Frequently asked questions

Which is better for retirement — NPS or EPF?

EPF and NPS serve different roles and most salaried Indians benefit from both. EPF gives a guaranteed 8.25% (FY24-25) tax-free return — fully debt, zero market risk, mandatory contribution. NPS is market-linked (equity + corporate bonds + G-Secs in your chosen allocation), so returns vary 8–12% annually but can outperform over 15+ year horizons. Use EPF for stability + tax efficiency; use NPS for equity growth + the extra ₹50,000 deduction under 80CCD(1B) on top of 80C.
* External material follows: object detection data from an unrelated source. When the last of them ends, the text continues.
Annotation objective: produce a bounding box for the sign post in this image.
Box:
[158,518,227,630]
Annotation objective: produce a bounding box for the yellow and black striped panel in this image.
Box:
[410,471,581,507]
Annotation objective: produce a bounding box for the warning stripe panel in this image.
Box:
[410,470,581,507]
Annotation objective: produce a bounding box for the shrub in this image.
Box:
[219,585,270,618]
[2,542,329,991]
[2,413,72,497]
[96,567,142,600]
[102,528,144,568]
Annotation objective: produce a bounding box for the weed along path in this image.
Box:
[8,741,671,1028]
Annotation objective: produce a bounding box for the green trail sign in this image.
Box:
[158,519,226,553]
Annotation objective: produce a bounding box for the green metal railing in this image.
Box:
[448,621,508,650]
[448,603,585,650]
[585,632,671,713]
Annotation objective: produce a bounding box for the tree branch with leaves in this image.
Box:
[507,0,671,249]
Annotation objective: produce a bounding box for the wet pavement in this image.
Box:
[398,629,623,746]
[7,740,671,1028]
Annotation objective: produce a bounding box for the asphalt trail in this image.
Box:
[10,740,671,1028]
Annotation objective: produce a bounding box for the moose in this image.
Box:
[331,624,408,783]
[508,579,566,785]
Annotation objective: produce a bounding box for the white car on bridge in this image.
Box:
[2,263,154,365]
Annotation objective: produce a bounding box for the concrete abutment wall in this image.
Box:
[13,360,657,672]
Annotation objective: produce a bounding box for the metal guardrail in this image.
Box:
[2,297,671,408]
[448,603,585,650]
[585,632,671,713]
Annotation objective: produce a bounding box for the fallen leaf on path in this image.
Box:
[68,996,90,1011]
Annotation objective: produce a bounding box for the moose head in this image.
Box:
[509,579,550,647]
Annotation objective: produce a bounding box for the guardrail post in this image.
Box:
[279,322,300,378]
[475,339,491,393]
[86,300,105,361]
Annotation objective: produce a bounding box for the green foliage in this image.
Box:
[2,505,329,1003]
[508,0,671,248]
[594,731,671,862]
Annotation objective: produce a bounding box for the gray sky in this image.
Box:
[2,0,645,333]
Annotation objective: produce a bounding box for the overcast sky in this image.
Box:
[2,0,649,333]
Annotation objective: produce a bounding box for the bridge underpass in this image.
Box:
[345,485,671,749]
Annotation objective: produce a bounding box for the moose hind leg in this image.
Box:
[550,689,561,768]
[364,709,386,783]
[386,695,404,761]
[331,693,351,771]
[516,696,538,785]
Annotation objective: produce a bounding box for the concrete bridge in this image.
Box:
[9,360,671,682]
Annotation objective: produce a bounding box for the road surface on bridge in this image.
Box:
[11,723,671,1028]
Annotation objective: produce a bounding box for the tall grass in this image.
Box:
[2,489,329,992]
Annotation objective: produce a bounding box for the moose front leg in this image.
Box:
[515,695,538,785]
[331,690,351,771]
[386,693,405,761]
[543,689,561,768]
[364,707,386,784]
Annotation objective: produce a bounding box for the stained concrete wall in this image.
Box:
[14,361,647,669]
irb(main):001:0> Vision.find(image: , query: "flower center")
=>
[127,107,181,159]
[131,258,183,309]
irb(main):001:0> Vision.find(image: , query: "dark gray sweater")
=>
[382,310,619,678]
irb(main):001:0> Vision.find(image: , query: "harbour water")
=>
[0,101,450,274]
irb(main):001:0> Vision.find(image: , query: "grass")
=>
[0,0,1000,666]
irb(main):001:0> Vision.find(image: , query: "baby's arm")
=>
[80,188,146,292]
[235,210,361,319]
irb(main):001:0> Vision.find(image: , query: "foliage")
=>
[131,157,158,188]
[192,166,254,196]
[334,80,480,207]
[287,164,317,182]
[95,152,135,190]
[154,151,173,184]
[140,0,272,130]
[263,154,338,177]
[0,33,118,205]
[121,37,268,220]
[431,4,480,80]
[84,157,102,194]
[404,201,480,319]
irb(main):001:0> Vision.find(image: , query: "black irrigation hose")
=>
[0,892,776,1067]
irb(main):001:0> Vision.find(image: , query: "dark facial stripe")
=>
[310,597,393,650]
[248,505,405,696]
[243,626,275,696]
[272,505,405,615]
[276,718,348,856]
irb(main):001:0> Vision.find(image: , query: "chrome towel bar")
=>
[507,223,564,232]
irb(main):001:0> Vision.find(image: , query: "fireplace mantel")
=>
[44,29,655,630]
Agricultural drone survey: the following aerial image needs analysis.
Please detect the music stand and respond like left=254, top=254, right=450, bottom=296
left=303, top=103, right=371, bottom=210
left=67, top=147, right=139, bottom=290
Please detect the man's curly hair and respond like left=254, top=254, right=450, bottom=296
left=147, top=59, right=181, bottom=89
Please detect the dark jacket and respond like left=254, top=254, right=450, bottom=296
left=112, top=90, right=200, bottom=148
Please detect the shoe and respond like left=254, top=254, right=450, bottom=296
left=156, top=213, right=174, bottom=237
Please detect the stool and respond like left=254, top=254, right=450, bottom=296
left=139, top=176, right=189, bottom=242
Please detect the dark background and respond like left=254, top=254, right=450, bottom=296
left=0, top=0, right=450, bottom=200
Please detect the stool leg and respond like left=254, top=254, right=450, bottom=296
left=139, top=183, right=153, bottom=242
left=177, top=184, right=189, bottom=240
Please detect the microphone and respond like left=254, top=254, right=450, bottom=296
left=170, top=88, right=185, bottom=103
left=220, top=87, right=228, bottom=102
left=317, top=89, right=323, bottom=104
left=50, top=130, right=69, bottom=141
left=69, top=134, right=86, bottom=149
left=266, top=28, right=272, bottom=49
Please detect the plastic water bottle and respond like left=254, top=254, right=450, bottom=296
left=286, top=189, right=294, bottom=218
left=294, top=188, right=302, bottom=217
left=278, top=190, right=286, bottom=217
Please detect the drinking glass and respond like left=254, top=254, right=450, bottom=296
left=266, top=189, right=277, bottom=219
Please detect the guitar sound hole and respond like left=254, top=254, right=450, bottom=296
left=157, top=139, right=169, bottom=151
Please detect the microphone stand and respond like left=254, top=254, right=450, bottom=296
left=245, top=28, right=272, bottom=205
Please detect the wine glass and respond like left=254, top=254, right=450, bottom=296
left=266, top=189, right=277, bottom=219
Can I have both NPS and EPF?

Yes — these are complementary, not competing. EPF is auto-deducted for salaried employees (12% of basic). NPS Tier-1 is optional and gets up to ₹50,000 extra deduction under 80CCD(1B) on top of the ₹1.5L 80C ceiling. Many salaried investors max both — EPF for the guaranteed compounding floor, NPS for the tax-advantaged equity allocation.

How is NPS taxed at maturity vs EPF?

EPF is fully tax-free at maturity (if held 5+ years). NPS is partially taxable at maturity: 60% of the corpus can be withdrawn tax-free as lumpsum; the remaining 40% must be used to buy an annuity, and that annuity income is taxable at slab rate as pension. The annuity rule is the biggest downside of NPS for high earners — at retirement, ~40% of the corpus pays tax for the rest of your life.